To spark some ideas for tackling my second doc exams and the upcoming dissertation, I visited SimplicityArchive,  the site I created for my masters thesis (the last grad school milestone I survived).  Reading through the blog provided me with a lot insight into my thoughts at that time and made me realize how valuable it was to have that documented. Hence this post.

The Writing Thing, the dreaded writing thing. As academics, scholars, researchers, and, arguably just as a normal person, it is invaluable to document your mental processes when trying to accomplish a big thing like a dissertation. I use the word THING because really, writing a dissertation (or any project) is many things. It is writing. It is reading. Its conversations, its thoughts, its drawings, its mapping, its research. The list goes on… And even though its many many things, when going through the process of all the thing, a process that will likely take years (ah), its good and helpful to have consistent documentation of what’s going on. And, unfortunately, that documentation is typically written in some fashion.

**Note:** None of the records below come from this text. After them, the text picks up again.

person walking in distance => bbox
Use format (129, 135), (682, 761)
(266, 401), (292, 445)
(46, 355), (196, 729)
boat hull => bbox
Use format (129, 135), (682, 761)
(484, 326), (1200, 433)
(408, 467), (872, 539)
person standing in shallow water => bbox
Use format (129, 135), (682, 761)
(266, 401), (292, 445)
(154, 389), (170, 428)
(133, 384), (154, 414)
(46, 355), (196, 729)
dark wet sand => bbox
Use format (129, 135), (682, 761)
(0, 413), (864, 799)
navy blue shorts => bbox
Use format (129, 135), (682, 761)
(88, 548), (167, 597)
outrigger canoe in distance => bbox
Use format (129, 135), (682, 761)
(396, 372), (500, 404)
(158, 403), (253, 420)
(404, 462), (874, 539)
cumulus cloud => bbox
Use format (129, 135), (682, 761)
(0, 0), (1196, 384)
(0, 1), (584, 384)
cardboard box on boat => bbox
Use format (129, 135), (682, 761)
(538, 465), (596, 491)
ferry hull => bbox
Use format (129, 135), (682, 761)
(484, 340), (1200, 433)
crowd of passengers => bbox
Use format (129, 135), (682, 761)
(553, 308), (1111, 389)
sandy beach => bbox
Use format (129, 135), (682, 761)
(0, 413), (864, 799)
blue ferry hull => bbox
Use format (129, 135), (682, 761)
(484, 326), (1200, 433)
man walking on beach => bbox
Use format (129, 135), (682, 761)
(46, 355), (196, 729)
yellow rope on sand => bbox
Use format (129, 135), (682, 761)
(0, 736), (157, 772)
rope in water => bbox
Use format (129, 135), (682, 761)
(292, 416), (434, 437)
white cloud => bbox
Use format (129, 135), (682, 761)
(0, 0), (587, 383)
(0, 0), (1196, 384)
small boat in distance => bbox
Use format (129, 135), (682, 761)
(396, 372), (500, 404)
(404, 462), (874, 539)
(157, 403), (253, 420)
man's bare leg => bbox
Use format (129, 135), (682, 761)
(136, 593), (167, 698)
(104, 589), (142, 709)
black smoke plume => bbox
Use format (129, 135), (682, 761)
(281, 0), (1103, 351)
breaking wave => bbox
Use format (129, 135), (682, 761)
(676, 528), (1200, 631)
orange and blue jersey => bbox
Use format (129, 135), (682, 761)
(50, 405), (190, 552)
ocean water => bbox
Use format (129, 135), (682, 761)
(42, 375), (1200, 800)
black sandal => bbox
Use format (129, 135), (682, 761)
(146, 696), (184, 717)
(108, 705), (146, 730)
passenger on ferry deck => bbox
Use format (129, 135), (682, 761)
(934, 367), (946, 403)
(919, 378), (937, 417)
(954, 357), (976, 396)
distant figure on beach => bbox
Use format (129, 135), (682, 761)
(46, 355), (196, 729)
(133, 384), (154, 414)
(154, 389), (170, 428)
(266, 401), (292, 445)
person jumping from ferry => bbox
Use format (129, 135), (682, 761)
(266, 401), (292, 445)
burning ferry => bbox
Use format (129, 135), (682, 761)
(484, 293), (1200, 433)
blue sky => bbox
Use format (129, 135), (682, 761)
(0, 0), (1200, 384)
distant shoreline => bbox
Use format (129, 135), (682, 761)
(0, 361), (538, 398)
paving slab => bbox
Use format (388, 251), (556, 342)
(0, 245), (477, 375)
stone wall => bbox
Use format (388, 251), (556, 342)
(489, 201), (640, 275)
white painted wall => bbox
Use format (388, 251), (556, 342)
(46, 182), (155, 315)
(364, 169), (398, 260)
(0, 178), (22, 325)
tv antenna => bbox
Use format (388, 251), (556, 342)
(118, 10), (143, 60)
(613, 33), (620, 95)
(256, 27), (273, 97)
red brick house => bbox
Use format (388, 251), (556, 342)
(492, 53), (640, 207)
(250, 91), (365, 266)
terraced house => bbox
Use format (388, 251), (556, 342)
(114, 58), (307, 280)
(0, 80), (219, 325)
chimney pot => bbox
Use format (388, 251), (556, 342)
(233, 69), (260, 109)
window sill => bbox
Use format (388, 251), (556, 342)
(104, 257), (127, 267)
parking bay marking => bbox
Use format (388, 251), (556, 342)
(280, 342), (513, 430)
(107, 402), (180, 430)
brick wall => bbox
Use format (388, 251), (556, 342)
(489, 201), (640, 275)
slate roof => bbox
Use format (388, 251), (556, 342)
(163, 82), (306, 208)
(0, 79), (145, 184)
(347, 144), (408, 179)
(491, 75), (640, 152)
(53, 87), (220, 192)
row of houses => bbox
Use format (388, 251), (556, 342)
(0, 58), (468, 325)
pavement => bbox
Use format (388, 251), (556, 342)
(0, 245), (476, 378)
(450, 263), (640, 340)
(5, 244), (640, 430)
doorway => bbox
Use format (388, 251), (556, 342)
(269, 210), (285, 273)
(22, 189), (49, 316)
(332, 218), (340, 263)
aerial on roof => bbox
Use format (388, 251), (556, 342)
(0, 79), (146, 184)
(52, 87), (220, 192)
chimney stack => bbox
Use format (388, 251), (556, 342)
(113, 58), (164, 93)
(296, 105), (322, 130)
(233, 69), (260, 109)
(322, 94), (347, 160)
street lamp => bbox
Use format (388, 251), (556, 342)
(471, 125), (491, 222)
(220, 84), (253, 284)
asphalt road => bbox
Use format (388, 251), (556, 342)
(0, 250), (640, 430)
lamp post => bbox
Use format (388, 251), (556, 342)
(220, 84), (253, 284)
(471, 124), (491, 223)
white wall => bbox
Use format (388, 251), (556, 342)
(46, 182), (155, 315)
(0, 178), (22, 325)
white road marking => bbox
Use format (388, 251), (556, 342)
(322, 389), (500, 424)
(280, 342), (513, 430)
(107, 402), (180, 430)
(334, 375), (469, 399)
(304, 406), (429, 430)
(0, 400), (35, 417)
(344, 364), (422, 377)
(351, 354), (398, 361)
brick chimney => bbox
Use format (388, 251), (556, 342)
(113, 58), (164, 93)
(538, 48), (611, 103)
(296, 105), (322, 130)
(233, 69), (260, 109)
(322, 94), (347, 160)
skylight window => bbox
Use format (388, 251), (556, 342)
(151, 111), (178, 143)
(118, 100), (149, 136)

Reading my blog posts about Stuff and Csikszentmihalyi reminds me of all those ideas that I was so close to at that time. The writing acts as a mental time capsule that seems so hard to put together but really really helps when you’re looking back and trying to remember what those people said and what you thought about their ideas. And taking 30 minutes to bang out a blog post about it will save you 30+ minutes of remembering and looking things up in the future.